Yiddish Comes To The Stage

As early as the 16th century, theatre was embraced by the Jews in the form of playlets put on during the Jewish holiday of Purim, known as Purim Spiels. The original spiels served the purpose of telling the story of Queen Esther, the female heroine of the Purim story. It wasn't until the 19th century, however, that the Yiddish theatre was born. A journalist by the name of Golfarben gets the credit for putting on the first Yiddish theatre act in Iassi, Rumania. As the venture took off, he expanded his operation by taking it to Odessa.

Yiddish Shakespeare

Golfarben took the Jewish klezmorim (klezmer musicians) and badchanim (masters of ceremonies) and put them together with existing non-Jewish actors and singers. This combined group of performers put on shows that Golfarben cobbled together. These first shows were so successful that others began to copy them. Examples of this type of theatre began to pop up in other parts of Europe as well as in America. In time, Yiddish theatre became a well-developed genre that included many styles, from the very literary Yiddish performances of Shakespeare's works, to musicals, comedies, and what became known as "shund" or trash.

The natural offspring of the Yiddish musical theatre boom was a commercial venture. Instead of today's t-shirts, logo-laden mugs, and other memorabilia of performance, the Yiddish musical theatre audience went home carrying the sheet music from the songs in the show they'd just seen. This venture went hand in hand with the growing popularity of the home piano. The early 20th century found many home-owners purchasing their own pianos. The theatre fed the music and song sheet market with lots of material for the ardent home piano player.
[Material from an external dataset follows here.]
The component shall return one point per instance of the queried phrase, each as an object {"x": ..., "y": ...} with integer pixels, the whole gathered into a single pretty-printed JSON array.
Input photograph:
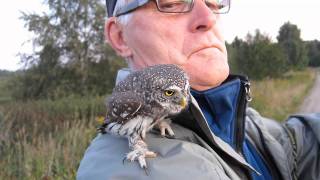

One of the earliest hits in sheet music with its origins in the Yiddish theatre was the 1908 Solomon Simulwitz tune, A Brivele der Mama (A Letter to Mother). At first, sheet music was published by the theatres, but publishers caught on and entered the market, adding sheet music for popular klezmer tunes, as well as for the show tunes. The operetta entitled Little Flower was published in 1909 and included the song Chasson Kalleh Mazaltov (Congratulations Groom and Bride) which became a runaway favorite. The tune became a standard at weddings. Plays began to be published, and once a play was published, the rights could be attained so that the plays could be performed by other professionals or amateurs in a variety of venues.

Variety Shows

In addition to the Yiddish theatre, the late 19th and early 20th centuries also saw the rise of vaudeville theatre. Vaudeville was performed as a variety show and included short sketches, acrobatics, and musical works. There were novelty acts and some of them were based on various ethnic stereotypes. Germans, Irish, blacks, and Jews were all fair game to be mimicked in the attempt to entertain an audience. Klezmorim found work on the vaudeville stage working as musicians, in blackface, and as Jewish stereotypical characters.

Another venue that sprang up at this time to provide the klezmorim with a living was the silent cinema. Silent movies always had a musical accompaniment playing in the background and there were 42 cinemas in New York's Lower East Side alone, in the first years of the 20th century. In addition to the dramas, romances, and westerns, the silent films sometimes included a depiction of Jewish life and this gave the klezmorim the chance to play the old, familiar tunes. The Jewish members of the audience always received these tunes with great warmth.